Uranüs uyduları:
Voyager
uzay sondasının ziyaretinden önce bilinen beş uydunun da yüzeyinde su buzu
olduğu, Yer yüzünden yapılan tayfsal çalışmalardan anlaşılmıştır.
Elektromanyetik tayfın kırmızıötesi bölgesine düşen su buzuna ait çizgiler,
Umbriel'de daha az belirgindir ve bu uyduda su buzunun, ya başka bileşiklerle
beraber ya da yüzeyinin çok az bir bölümünü kapladığı şeklinde yorumlanmaktadır.
İçlerinde en büyük olanı Titania'dır. Beş uydu içinde en küçüğü ise 160 km ile
Miranda'dır. Uydular, yarı yarıya buz ve kayalık materyalden oluşur ve bu
nedenle de yoğunlukları 1.5 ve 2 gr/cm3 arasındadır. Hiç birinin
atmosferi yoktur. Beş uydunun da yörüngeleri aynı bir düzlem içindedir ve bu
düzlem, gezegenin ekvator düzlemine yakındır. Ana gezegene yakınlıkları göz
önüne alındığında, uyduların uzaydan yakalanmış cisimler olmadığı anlaşılır.
Uranüs'ün ince halkası da aynı düzlemdedir.
Voyager 2, Uranüs'ün 10 yeni
uydusunu buldu.

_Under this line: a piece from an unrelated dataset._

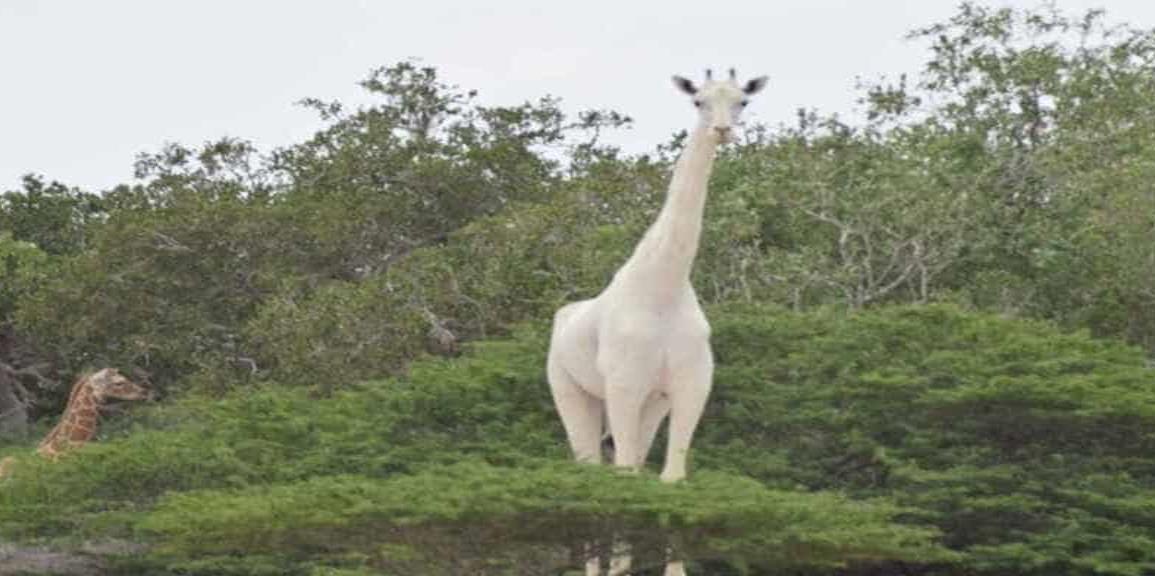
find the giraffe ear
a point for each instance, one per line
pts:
(755, 85)
(685, 85)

Bunların tümü, daha önce Yer’den keşfedilmiş 5 uydudan daha iç
bölgelerde, yani Uranüs’e daha yakındır. Ayrıca yeni bulunan bu 10 uydunun
tamamının, daha önce bulunan 5 uydudan daha küçük ve daha karanlık oldukları
anlaşıldı. Uranüs'ün beş büyük uydusu; Titanya, Oberon, Umbriel, Ariel ve
Miranda'nın Voyager 2 den çekilen fotograflarında, yüzeylerinin çatlaklarla
örtülü olduğu görülmüştür. Bu ise bize, bu küçük uydularda beklenmeyen tektonik
etkinliğin var olduğunu göstermektedir. Tektonik hareket bilindiği gibi gezegen
kabuğundaki hareketlerdir ve sadece büyük gezegenlerde gözlenebilir. Bu
harekete, iç ısının, konveksiyon ile yukarı doğru aktarımı neden olur. Uranüs
uydularında, belki tedirginlik kuvvetleri belki de çarpışma sonucu ortaya çıkan
kuvvetler yüzeyde etkinliğini sürdürmektedir.
Şekil 3.42: Uranüs’ün beş büyük
uydusunun fotoğrafı görülmektedir. Umbriel, üste parlak gözüken krater hariç
genelde karanlık gözükür. Titania, Uranüs’ün en büyük uydusudur ve üstünde
görülen nehir yatağına benzer vadinin uzunluğu 1500 km kadardır. Oberon’nun
yüzeyinde ise bol miktarda krater vardır.